What this research adds
By studying newborn mice lacking immune cells and their mothers, researchers found that part of the protective effect of mother’s milk against the disease-causing Escherichia coli microbe comes from the bacteria that reside in the mother’s gut.
The findings could inform the development of vaccines derived from microbial molecules and the use of commensal microbes as probiotics that protect against infections that cause diarrhea.
Mother’s milk is known to protect newborns from certain infections. Now a study in mice shows that part of maternal milk’s protective effects comes from the bacteria that reside in the mother’s gut.
The findings, published in Nature, could inspire new microbiota-derived therapies and vaccines against dangerous infections. “Another therapeutic avenue could be the use of commensal microbes as probiotics that protect against diarrheal disease,” says study senior author Dennis Kasper, an immunologist at Harvard Medical School in Boston, Massachusetts. According to the World Health Organization, infectious diarrhea caused by E. coli or rotavirus kills more than 500,000 people every year worldwide.
For years, scientists have known that maternal antibodies—passed onto the offspring both through the placenta during pregnancy and via breastfeeding shortly after birth—protect newborn babies from various infections such as Streptococcus and influenza viruses. But it remains unclear how these antibodies offer immune protection to pathogens that the mother or the newborn haven’t encountered in the past, the researchers say.
So Kasper and his team set out to analyze the development of neonatal antibodies by studying newborn mice that were genetically engineered to lack antibody-producing immune cells. Some of the newborn mice were raised by mothers that also lacked antibody-producing immune cells and as a result couldn’t produce and pass on protective antibodies. Another group of newborn mice was raised by mothers that had normal immune systems.
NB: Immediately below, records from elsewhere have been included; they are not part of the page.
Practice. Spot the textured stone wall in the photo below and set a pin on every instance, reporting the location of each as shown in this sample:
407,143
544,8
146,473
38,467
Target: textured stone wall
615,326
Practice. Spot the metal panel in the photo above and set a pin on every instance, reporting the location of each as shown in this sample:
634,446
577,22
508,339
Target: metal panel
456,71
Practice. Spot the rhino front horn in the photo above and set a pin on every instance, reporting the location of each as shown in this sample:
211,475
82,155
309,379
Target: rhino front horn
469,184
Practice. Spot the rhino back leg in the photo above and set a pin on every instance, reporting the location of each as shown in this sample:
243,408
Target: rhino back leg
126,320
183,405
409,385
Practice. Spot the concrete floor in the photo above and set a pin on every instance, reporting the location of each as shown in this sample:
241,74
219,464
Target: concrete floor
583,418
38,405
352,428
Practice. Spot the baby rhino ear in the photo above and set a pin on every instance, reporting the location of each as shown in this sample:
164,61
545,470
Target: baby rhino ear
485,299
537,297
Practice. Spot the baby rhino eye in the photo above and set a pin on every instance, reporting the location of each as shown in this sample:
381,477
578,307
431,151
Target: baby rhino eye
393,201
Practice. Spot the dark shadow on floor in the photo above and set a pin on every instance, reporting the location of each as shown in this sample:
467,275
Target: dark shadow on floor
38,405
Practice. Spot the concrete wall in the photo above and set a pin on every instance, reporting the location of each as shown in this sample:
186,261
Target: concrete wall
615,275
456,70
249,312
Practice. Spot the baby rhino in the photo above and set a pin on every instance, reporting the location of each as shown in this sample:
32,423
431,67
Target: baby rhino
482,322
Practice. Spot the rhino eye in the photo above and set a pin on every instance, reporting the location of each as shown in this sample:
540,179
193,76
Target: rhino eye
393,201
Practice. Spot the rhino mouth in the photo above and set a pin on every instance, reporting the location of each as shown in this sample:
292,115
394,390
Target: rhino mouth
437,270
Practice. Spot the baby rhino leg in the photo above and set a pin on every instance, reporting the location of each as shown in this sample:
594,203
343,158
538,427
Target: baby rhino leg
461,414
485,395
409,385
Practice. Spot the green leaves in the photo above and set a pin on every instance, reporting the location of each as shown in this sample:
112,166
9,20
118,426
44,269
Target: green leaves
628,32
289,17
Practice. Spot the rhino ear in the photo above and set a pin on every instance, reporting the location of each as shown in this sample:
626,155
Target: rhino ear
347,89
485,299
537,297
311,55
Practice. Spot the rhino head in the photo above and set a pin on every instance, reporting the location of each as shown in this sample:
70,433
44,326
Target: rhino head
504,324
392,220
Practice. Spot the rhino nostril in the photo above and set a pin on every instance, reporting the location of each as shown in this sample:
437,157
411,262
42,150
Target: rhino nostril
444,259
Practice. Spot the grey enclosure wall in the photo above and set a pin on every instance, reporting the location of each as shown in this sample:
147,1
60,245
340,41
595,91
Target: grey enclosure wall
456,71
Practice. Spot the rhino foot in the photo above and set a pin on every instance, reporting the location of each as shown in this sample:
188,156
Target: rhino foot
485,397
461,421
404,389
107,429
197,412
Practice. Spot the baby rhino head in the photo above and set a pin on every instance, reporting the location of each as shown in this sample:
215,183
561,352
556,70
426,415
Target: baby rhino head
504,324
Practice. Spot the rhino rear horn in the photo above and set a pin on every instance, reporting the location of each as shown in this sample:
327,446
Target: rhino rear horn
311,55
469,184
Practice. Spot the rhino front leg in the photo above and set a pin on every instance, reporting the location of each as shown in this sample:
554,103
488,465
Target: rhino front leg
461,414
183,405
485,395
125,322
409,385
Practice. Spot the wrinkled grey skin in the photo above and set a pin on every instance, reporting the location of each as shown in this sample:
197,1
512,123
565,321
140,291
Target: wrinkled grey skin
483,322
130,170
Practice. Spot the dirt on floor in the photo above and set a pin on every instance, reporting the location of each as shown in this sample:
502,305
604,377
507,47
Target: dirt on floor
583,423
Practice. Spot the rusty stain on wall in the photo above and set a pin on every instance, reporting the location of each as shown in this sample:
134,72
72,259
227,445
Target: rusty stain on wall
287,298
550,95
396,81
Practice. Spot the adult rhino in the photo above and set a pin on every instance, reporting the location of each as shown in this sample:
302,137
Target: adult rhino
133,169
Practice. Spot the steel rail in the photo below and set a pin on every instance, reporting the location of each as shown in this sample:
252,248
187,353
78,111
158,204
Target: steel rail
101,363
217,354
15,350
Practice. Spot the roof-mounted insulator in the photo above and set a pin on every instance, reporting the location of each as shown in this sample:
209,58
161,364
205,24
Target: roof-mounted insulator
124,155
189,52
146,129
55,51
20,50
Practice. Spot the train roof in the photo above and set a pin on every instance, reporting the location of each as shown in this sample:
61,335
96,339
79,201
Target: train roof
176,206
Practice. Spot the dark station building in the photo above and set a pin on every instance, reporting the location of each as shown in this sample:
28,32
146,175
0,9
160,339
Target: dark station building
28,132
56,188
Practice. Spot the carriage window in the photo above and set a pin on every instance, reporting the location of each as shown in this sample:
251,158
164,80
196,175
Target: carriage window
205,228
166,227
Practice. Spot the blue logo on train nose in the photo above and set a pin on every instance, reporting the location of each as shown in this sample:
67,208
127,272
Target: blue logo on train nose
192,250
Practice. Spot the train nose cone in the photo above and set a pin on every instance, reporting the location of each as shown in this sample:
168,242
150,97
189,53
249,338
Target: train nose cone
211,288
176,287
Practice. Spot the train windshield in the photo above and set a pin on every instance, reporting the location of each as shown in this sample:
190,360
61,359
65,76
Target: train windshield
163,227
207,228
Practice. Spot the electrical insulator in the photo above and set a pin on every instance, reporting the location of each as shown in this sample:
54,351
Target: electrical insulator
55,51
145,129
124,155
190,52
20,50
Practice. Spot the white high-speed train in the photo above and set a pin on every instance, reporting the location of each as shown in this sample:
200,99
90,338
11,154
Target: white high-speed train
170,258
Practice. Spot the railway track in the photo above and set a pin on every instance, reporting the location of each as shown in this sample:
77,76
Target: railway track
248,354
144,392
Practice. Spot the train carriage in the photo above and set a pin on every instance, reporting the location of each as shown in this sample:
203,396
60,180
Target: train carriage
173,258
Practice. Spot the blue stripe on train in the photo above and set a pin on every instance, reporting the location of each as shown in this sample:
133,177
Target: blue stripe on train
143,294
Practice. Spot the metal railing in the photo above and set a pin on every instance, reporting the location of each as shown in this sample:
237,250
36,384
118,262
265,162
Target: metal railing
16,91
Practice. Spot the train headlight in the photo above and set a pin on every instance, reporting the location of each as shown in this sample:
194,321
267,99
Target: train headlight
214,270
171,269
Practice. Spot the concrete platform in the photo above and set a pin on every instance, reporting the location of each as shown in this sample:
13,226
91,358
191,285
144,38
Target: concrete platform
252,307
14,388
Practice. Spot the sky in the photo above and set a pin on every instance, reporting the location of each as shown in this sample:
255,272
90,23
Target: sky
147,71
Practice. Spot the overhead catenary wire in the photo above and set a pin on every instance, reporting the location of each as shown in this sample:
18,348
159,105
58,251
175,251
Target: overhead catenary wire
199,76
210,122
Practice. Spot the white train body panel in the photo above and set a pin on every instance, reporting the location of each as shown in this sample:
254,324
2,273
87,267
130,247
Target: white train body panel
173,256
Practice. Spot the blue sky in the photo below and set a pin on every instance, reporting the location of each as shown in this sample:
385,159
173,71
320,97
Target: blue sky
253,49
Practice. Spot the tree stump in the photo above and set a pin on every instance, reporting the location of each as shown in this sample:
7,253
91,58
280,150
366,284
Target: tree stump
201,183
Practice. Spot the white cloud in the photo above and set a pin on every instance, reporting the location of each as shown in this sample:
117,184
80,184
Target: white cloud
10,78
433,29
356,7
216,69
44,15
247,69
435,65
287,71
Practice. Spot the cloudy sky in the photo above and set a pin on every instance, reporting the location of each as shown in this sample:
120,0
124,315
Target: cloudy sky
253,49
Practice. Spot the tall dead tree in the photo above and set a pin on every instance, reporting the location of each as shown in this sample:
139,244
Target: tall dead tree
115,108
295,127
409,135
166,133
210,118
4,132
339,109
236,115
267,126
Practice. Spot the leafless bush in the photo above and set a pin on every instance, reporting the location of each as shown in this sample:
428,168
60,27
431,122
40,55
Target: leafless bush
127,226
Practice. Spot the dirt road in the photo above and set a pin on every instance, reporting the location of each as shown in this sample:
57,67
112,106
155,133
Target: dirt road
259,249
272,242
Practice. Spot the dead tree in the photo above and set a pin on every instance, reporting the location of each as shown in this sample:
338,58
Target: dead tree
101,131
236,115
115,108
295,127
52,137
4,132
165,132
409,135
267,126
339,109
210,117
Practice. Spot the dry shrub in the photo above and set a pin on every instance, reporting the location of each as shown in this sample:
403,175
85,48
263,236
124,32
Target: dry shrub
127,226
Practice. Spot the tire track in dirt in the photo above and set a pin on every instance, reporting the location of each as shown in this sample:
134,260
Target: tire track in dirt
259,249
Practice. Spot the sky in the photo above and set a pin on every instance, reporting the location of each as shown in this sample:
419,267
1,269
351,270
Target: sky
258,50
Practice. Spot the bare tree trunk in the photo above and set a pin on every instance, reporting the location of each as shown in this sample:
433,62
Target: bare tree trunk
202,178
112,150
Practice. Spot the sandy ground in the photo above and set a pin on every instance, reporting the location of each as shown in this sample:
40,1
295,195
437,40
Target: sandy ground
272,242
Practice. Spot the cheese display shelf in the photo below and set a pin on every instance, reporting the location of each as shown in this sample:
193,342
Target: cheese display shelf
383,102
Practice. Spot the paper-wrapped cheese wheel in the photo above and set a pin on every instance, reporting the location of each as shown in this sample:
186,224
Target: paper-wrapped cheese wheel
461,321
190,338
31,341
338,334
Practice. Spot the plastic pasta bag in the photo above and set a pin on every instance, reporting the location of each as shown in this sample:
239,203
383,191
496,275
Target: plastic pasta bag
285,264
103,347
The researchers infected both groups of newborn mice with a strain of Escherichia coli (E. coli) that causes a dangerous, potentially deadly form of infectious diarrhea.
Newborn mice exposed to protective antibodies from their mothers had 33 times fewer E. coli bacteria in their gut than newborn mice that were not exposed to such antibodies. Newborn rodents lacking protective antibodies developed widespread diarrheal disease.
The team also showed that Pantoea, a microbe that resides in the gut of mice and other mammals, including people, was responsible for triggering the development of protective antibodies.
Next, the researchers analyzed a molecule called Fc receptor, which helps to transfer protective antibodies from the mother to the fetus through the placenta. The results reveal that this receptor also transfers milk-derived antibodies from the gut of newborns to their bloodstream, ensuring wider protection against infection. Adult mice, whose Fc receptor is no longer functional, did not transfer protective antibodies from their gut to the bloodstream.
While it’s unclear whether their findings apply to people, the study could point to new ways of protecting newborn babies from life-threatening infections, the researchers say. The results also support the idea that the microbial communities of the body play an important role in health and disease.
“Our results help explain why newborns are protected from certain disease-causing microbes despite their underdeveloped immune systems and lack of prior encounters with these microbes,” Kasper says.